A federal judge on Monday struck down the Trump administration’s revamped citizenship-verification database — the same system Indiana Secretary of State Diego Morales and Attorney General Todd Rokita sued to create and then settled to lock in.

U.S. District Judge Sparkle Sooknanan, ruling in Washington, D.C., set aside the 2025 overhaul of the Systematic Alien Verification for Entitlements program, or SAVE, finding that the Department of Homeland Security and the Social Security Administration violated the Social Security Act, the Privacy Act and the Administrative Procedure Act when they rebuilt the system to verify voters’ citizenship.

“The federal government has knowingly trampled on the privacy rights of American citizens in a manner that threatens the sacred right to vote,” Sooknanan wrote in a 75-page opinion. “This Court cannot stand idly by while that happens.”

POLITICO, which first alerted subscribers to the decision, characterized the ruling as halting “a pillar of Trump’s efforts to overhaul American elections,” several pieces of which courts around the country have already enjoined.

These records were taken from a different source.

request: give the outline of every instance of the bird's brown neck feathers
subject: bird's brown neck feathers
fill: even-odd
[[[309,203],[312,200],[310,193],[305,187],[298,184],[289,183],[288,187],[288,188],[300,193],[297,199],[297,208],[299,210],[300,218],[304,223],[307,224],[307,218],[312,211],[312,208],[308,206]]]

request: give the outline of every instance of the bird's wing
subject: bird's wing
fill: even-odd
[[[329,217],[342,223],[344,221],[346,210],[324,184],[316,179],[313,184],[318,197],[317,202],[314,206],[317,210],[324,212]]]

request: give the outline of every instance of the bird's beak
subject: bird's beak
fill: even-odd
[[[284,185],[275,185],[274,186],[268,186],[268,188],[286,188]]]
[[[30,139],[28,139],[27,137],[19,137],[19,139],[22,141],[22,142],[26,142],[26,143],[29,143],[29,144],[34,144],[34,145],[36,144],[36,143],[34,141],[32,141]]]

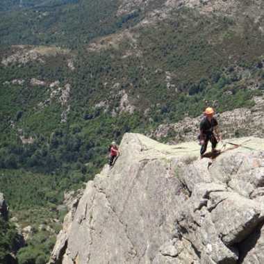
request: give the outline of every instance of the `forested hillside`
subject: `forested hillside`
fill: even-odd
[[[33,228],[19,264],[47,261],[65,192],[93,178],[110,141],[263,96],[263,3],[195,2],[2,3],[0,190]]]

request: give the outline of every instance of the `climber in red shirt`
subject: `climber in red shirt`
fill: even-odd
[[[113,166],[115,159],[119,154],[120,151],[118,150],[118,147],[116,145],[115,142],[113,141],[111,145],[109,146],[108,150],[110,151],[109,155],[109,165]]]

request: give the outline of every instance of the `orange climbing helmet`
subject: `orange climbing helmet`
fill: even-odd
[[[211,107],[208,107],[204,111],[205,115],[213,115],[214,113],[215,113],[215,111]]]

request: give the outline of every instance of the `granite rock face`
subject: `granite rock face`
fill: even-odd
[[[125,134],[114,167],[72,204],[49,263],[263,263],[264,140],[251,140],[258,149],[212,162],[195,142]]]

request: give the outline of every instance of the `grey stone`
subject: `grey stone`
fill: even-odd
[[[199,151],[190,156],[188,144],[125,134],[115,166],[106,165],[71,203],[49,263],[235,264],[242,252],[257,258],[263,234],[256,251],[249,239],[263,222],[264,156],[233,149],[208,167]]]

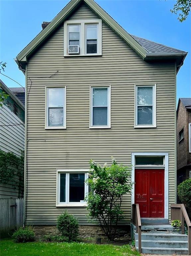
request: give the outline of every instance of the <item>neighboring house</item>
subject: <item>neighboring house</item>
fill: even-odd
[[[0,107],[0,150],[20,157],[23,155],[25,149],[25,107],[1,80],[0,91],[9,95]],[[3,164],[1,162],[2,166]],[[23,183],[23,176],[14,178]],[[23,184],[15,187],[12,182],[7,182],[0,184],[1,198],[23,197]]]
[[[16,96],[25,106],[25,92],[23,88],[20,87],[9,87],[9,88]]]
[[[179,99],[177,111],[177,184],[191,178],[191,98]]]
[[[134,203],[142,218],[168,222],[176,200],[176,76],[187,53],[130,35],[93,1],[72,0],[46,23],[16,59],[28,96],[25,224],[55,225],[66,210],[92,225],[89,161],[112,156],[132,165],[136,182],[121,225],[130,224]]]

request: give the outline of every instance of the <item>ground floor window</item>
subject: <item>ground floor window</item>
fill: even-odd
[[[57,206],[84,206],[88,193],[85,181],[89,169],[57,170]]]

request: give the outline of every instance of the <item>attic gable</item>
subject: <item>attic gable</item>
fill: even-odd
[[[176,61],[177,65],[182,64],[182,62],[185,58],[187,53],[179,50],[176,51],[172,50],[168,51],[168,48],[166,48],[165,51],[164,51],[161,47],[159,47],[161,49],[160,51],[152,51],[151,52],[145,47],[145,41],[143,41],[143,40],[140,40],[140,38],[129,34],[93,0],[71,0],[50,23],[47,23],[48,25],[46,26],[44,26],[44,29],[17,55],[16,61],[19,66],[25,68],[28,59],[32,56],[35,51],[61,24],[68,19],[72,13],[75,11],[77,12],[78,8],[82,4],[87,6],[97,16],[101,19],[144,60],[153,60],[157,58],[160,60],[161,58],[164,57],[170,58],[171,59]],[[149,40],[147,40],[147,45],[149,45],[149,42],[148,43],[148,41],[149,42]],[[157,43],[155,44],[156,44],[156,46],[153,43],[151,44],[152,46],[155,45],[155,48],[158,48]],[[158,45],[162,45],[160,44]],[[177,69],[178,70],[179,68],[179,67]]]

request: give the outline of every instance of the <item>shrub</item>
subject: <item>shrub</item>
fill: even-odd
[[[102,167],[92,160],[86,182],[91,189],[85,201],[89,217],[98,220],[108,239],[113,240],[117,224],[123,217],[121,209],[124,195],[131,193],[133,183],[130,181],[131,169],[118,164],[112,158],[111,166]]]
[[[43,242],[62,242],[69,241],[68,238],[66,236],[58,235],[52,236],[51,235],[46,235],[43,236],[40,240]]]
[[[180,220],[174,220],[171,222],[171,226],[172,227],[181,227],[181,221]]]
[[[66,212],[58,216],[57,228],[62,236],[68,237],[69,241],[75,241],[79,234],[78,222]]]
[[[178,195],[185,206],[191,207],[191,179],[186,180],[178,185]]]
[[[20,228],[14,233],[12,237],[18,243],[33,242],[35,239],[34,231],[28,227]]]

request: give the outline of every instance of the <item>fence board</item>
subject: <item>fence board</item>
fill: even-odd
[[[0,199],[0,235],[8,237],[23,226],[23,198]]]

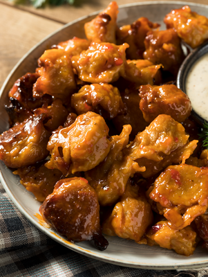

The case was brought by the League of Women Voters, its state affiliates and the Electronic Privacy Information Center. They challenged a March 2025 executive order that directed DHS to give states access to federal databases for voter verification. In response, DHS rebuilt SAVE three ways: it added records on natural-born citizens, plugged in Social Security Administration data including Social Security numbers, and allowed bulk searches of entire voter rolls.

Sooknanan found the agencies launched the new system in May 2025 without the notice-and-comment period the Privacy Act requires, then published the required notices months later while the program was already running. The court also found DHS knew the underlying citizenship data was unreliable — a flaw that has led some naturalized citizens to be wrongly flagged as non-citizens and dropped from the rolls.

The remedy is nationwide. The ruling vacates the modified system and the related notices, reverting SAVE to its pre-2025 functionality.

Indiana is among the most exposed states. Morales and Rokita sued DHS in April 2025 to obtain bulk SAVE access, signed a memorandum of agreement in July, and settled the case in November alongside Florida, Iowa and Ohio. Along the way, Morales’s office uploaded nearly 500,000 Hoosier voter registrations to DHS and turned over the full voter list to the U.S. Department of Justice. The office has said SAVE and a related Bureau of Motor Vehicles crosscheck under House Enrolled Acts 1264 and 1680 identified a small number of non-citizens on the rolls.

The administration urged Sooknanan to defer to the settlements Indiana and the other states reached, arguing a ruling could interfere with them. The judge declined, suggesting the government’s decision to enter those decrees while this litigation was pending raised “clean hands” and “forum shopping” concerns.

The decision does not disturb Indiana’s state statutes, which a separate coalition is challenging in federal court in Indianapolis. The U.S. Justice Department is expected to appeal and seek a stay; no stay had issued as of the ruling.